According to the earliest calculations, in 500,000 years’ time Solaris would be drawn one half of an astronomic unit nearer to its red sun, and a million years after that would be engulfed by the incandescent star.

A few decades later, however, observations seemed to suggest that the planet’s orbit was in no way subject to the expected variations: it was stable, as stable as the orbit of the planets in our own solar system.

The observations and calculations were reworked with great precision; they simply confirmed the original conclusions: Solaris’s orbit was unstable.

A modest item among the hundreds of planets discovered annually — to which official statistics devoted only a few lines defining the characteristics of their orbits — Solaris eventually began to attract special attention and attain a high rank.

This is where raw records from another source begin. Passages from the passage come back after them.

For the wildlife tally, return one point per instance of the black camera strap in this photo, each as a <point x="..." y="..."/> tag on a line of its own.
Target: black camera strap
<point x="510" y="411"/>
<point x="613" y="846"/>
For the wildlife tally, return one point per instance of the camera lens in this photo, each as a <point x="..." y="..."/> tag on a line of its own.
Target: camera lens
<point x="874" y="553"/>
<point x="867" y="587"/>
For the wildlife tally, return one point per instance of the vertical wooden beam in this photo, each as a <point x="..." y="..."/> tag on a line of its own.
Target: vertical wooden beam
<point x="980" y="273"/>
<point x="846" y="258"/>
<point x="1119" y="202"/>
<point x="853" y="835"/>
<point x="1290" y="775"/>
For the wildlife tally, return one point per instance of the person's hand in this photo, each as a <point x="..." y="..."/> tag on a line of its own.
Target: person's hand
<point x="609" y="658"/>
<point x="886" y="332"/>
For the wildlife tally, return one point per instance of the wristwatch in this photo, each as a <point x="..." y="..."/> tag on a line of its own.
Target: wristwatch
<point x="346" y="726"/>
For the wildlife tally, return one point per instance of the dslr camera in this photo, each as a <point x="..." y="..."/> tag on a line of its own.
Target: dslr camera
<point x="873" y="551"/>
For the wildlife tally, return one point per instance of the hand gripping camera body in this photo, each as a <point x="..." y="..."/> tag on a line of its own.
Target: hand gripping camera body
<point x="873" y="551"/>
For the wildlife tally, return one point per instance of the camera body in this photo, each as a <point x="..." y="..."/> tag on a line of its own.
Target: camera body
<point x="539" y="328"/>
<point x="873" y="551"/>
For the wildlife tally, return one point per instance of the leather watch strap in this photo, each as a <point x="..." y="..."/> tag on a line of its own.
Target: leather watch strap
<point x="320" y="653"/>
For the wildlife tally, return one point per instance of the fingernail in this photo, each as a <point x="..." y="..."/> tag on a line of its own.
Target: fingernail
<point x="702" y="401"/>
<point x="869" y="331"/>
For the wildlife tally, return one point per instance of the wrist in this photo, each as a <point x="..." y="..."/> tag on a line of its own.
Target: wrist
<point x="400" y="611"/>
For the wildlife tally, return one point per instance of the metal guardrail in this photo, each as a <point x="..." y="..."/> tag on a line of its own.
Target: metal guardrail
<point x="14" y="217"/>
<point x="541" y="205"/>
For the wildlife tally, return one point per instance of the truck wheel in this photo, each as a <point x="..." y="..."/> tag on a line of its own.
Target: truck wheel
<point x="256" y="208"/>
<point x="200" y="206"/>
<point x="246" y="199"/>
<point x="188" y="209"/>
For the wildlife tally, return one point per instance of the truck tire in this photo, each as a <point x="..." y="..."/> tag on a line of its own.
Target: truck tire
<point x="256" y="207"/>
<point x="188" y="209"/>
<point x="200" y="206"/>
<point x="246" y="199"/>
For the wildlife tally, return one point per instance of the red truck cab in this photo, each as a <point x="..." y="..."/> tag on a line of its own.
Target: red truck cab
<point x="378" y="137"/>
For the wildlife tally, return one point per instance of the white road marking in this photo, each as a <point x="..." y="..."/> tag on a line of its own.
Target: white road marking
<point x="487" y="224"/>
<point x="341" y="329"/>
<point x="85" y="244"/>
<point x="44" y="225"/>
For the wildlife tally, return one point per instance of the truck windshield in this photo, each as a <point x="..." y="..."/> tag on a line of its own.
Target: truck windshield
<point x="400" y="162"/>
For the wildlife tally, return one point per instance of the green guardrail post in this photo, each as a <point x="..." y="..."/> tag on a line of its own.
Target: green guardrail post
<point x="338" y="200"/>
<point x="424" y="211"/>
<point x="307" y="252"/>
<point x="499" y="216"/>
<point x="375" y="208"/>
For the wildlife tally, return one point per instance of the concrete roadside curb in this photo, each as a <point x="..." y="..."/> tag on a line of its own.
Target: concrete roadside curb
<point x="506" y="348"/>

Four years after this promotion, overflying the planet with the Laakon and two auxiliary craft, the Ottenskjöld expedition undertook a study of Solaris. This expedition being in the nature of a preliminary, not to say improvised, reconnaissance, the scientists were not equipped for a landing. Ottenskjöld placed a quantity of automatic observation satellites into equatorial and polar orbit, their principal function being to measure the gravitational pull. In addition, a study was made of the planet’s surface, which is covered by an ocean dotted with innumerable flat, low-lying islands whose combined area is less than that of Europe, although the diameter of Solaris is a fifth greater than Earth’s. These expanses of barren, rocky territory, irregularly distributed, are largely concentrated in the southern hemisphere. At the same time the composition of the atmosphere — devoid of oxygen — was analyzed, and precise measurements made of the planet’s density, from which its albedo and other astronomical characteristics were determined. As was foreseeable, no trace of life was discovered, either on the islands or in the ocean.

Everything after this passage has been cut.